2. Sudigundalu/Maro Prapancham:
Buoyed by Mooga Manasulu’s massive success in Telugu and Hindi (as Milan), the Adurti-Akkineni duo were sucked into a whirlpool of creative ambition and social aspiration, coming out with two underappreciated gems, Sudigundalu and Maro Prapancham.
Sudigundalu, the first and better, was based on the Leopold Loeb trail and Maro Prapancham inspired by Plato’s Republic.Despite their differences, both films are about children, a visible concern for Adurti, who made a massy Krishna film around the ethical dilemma of a child. The two films were loyal to their unconventional genres, with barely a song or two.

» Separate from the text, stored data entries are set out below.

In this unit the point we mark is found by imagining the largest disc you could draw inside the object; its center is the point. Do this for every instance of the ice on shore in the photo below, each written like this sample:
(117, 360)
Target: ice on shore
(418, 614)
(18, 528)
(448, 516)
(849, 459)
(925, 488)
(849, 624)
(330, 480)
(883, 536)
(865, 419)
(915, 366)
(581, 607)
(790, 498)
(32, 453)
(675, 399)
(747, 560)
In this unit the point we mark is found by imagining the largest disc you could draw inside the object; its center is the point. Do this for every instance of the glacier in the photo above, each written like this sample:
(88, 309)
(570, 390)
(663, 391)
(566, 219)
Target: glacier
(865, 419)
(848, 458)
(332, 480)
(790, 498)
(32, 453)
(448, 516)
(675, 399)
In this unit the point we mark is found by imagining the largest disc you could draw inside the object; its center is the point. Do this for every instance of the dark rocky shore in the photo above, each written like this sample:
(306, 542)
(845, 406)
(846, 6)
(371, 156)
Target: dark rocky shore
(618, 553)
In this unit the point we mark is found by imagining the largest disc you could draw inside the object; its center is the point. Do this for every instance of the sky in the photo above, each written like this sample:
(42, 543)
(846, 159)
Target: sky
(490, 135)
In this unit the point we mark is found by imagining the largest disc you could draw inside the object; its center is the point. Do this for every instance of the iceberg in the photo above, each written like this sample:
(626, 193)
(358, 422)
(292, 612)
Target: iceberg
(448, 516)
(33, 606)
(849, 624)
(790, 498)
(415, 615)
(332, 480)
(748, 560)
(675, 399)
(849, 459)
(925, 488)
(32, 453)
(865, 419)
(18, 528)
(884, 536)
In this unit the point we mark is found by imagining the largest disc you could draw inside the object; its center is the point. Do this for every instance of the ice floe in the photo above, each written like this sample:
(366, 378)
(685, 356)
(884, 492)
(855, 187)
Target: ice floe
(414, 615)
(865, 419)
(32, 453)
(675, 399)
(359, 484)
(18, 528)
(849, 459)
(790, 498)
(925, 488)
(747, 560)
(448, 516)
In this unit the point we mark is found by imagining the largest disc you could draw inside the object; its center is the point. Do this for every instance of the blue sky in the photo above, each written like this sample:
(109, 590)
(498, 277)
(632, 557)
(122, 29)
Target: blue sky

In the absence of these songs, we witness some extraordinary craft from Adurti who went a bit too fast in redefining cinema for his audiences here, resulting in two genuinely great films that were sadly forgotten by the audience and only gained prominence to a newer generation by virtue of Kamal Haasan including Sudigundalu in his fascinating 70 Indian film list.
1. Devadasu:
The appearance of Devadasu in anything about ANR was not exactly inevitable. While films like Prem Nagar had great music and some good moments, I took little discomfort in considering them overrated and these too were ANR canon. But when it comes to ANR’s Devadasu, one cannot help but be blown by the sheer honesty in ANR’s work, shorn of any alcoholic affectation he would later enact. As he sits under a streetlight, dog by his side, musing “Jagame Maya”, one cannot help but despise and sympathize with this fellow who is not strong enough for defiance and chooses self destruction instead.
A greatest contrast could not exist between ANR and Devadas: the rich foreign educated fauntleroy versus the poor uneducated stage boy, the man who chose to self destruct versus the artist who did his best to defy, even cancer for a final page and whose defiance led to a long life and legacy that is relevant even longer.